Review Summary: An identity crisis caught on record.
It's the most normal-sounding Gorillaz album yet in the sense that it's the one that could most easily have been made by anybody else, but the guest-heavy, unfocused Plastic Beach
is certainly the weirdest one to listen to. For a band who were so fun and unique on their first couple of records, it's bewildering how they've managed to become something entirely different in spirit without actually changing all that much on the surface.
It all comes down to the massed rank of vocalists here, ultimately. There's no doubting that the most fun thing you can do with this album is put it on, having never heard it before and never looked at the tracklisting, and wait in amazement for the moment you say 'holy crap, is that Bobby Womack?', or 'wow, Kano!, or 'seriously, Snoop Dogg is on this?'. It's the defining feature of the album, but it's also the biggest failing, because it destroys this band's own personal identity.
That doesn't mean that Plastic Beach
doesn't sound like a Gorillaz album; far from it, in fact, and that's the real problem. All these songs just sound too much
like Gorillaz songs, in an uncomfortable, self-conscious way. Albarn clearly understood that having so many outside influences would confuse things, and so he's made sure that everything has had the once-over to make it sound like a true follow-up to Demon Days
. As a result it completely lacks any spontaneity or, really, any fun - for example, there's something far too studied about the cod-exoticism of "White Flag", even though Albarn goes for maximum authenticity points by bringing in the Lebanese National Orchestra, while "Rhinestone Eyes" tries to co-opt Beck's laid-back attitude, but sounds wound-up. The tacky, shamefully '80s sounding basslines and sound effects all over the place (see "Stylo", "Glitter Freeze", "On Melancholy Hill", and "Plastic Beach") are just the nadir of a production job that pitches itself so squarely at 'cool' that you just know it'll sound horribly dated in 3 years.

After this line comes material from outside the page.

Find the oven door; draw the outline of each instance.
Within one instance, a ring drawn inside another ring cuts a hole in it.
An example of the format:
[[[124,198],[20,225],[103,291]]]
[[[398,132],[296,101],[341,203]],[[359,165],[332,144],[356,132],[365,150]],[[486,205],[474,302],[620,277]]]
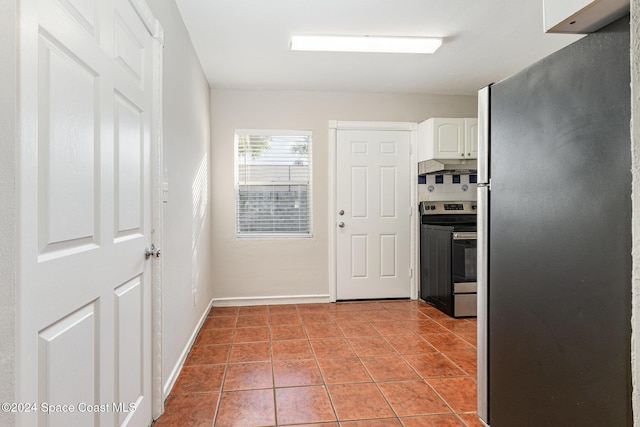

It rubs off on the guest vocalists, too. Mos Def particularly is disappointing, his performances sounding more New Danger
- it's yet more proof, if it were needed, that he can only ever be truly great over traditional hip-hop and he should probably just stay away from rock and pop altogether. The best thing you could say about Kano is that he sounds comfortable, but his raps lack fire and inspiration, while Lou Reed and Snoop Dogg sound exactly like the washed-up lazy has-beens they are. Gruff Rhys too, to a lesser extent.
Shame, really. This whole project has to go down as a missed opportunity - for the vocalists to properly branch out, for Gorillaz to push on from two very impressive albums, and for Albarn to make any kind of statement at all on climate change (apparently this is a concept album about global warming - who knew?)